The hypotriglyceridemic potentials of dietary consumption of hawthorn (dried Crataegus spinnatifida.) were investigated by monitoring serum lipid and liver function tests in Sprague-Dawley rats. Thirty rats were randomly divided in 3 groups that received either normal food diet (NFD), high-triglyceride diet (HTD) or hypertriglyceridemia supplemented with hawthorn powder (2%, w/w) for 5 weeks. The level of triglyceride (TG) total cholesterol and liver function enzymes Including alkaline phosphatase (ALP), serum glutamic oxaloacetic transaminase (SGOT) and serum glutamic-pyruvic transaminase (SGPT) were measured. The results recorded elevated fasting serum triglyceride and cholesterol levels in HTD, while consumption of hawthorn markedly and significantly suppressed these elevations in triglyceride and cholesterol. On the other hand, the liver enzymes such as ALP, SGOT and SGPT were slightly lower after consumption of hawthorn.
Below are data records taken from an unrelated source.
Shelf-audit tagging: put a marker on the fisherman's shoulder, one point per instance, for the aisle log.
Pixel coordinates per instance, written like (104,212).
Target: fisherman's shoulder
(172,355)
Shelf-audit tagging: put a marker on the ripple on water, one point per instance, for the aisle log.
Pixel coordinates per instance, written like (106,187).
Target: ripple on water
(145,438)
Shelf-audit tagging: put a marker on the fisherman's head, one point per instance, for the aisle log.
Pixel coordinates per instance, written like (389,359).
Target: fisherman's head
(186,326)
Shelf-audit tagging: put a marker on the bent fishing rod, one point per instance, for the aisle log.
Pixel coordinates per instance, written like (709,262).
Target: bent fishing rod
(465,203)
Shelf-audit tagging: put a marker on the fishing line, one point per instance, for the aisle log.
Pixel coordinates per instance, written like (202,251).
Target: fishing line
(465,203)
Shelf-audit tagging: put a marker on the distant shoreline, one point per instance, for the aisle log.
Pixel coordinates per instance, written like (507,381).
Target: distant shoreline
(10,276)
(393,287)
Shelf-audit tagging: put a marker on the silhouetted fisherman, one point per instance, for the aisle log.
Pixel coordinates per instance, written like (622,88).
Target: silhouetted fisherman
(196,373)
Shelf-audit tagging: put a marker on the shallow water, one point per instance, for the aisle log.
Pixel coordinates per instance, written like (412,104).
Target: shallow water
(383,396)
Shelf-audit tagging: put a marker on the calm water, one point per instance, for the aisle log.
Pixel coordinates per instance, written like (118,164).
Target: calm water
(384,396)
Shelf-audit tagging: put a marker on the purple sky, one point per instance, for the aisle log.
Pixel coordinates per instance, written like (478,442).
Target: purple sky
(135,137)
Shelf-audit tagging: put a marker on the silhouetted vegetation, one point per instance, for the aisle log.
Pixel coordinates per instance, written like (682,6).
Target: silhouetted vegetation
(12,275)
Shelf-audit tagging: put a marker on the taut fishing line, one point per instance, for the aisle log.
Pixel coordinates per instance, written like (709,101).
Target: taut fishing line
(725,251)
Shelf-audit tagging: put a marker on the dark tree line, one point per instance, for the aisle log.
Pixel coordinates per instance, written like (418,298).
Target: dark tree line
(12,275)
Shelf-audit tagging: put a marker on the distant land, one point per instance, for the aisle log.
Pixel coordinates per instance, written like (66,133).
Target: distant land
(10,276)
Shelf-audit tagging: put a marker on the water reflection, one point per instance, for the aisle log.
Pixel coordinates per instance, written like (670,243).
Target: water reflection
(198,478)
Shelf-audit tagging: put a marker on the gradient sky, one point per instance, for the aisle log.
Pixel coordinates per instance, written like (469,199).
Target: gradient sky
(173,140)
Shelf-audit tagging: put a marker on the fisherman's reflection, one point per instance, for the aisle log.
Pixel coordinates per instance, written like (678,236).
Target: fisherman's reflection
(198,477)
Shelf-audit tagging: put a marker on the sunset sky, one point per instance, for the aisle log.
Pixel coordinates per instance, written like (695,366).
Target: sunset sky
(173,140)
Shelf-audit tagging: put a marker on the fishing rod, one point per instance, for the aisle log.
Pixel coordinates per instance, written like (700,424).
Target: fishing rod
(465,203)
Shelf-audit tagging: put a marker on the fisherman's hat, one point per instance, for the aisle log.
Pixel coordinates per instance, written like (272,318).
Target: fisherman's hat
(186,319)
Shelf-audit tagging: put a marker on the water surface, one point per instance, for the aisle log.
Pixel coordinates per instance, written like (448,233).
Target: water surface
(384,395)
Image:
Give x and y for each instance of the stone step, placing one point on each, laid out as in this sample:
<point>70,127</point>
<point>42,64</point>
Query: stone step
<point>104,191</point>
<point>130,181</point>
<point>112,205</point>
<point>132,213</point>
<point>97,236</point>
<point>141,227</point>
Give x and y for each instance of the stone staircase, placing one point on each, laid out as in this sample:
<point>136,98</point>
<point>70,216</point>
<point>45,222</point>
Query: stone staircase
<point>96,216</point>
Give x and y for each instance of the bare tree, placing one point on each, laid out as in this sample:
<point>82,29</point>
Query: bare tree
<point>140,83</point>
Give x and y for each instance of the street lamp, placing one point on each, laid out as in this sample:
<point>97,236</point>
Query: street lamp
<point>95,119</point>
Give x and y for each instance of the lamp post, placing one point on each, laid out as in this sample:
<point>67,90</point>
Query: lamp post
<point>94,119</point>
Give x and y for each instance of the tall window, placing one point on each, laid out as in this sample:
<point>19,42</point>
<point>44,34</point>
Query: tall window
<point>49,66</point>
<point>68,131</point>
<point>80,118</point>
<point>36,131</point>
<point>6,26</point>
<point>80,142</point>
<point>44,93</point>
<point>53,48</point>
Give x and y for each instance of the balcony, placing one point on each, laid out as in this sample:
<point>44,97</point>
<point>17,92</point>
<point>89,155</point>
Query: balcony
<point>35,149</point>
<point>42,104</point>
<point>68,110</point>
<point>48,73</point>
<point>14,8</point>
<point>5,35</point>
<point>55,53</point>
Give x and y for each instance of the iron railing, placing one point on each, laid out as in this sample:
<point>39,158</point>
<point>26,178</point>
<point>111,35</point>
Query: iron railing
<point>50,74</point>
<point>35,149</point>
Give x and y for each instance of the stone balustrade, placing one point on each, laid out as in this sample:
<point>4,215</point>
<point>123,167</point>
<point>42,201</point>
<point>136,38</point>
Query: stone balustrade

The histological sections of hypertriglyceridemia rat’s liver revealed accumulation of lipid deposition, loss of hepatocytes integrity, hepatocytes enlargement and infiltration of the mononuclear cells and congestion of the blood vessels, while hawthorn administration resulted in recovery of theses alteration that were comparable with the control group. Our findings suggest that hawthorn leaf powder is capable of significant reduction in triglyceride and might have a protective role in liver due to the lowering of the liver transaminase levels and retrieval of the hepatic cell morphology in Sprague-Dawley rats.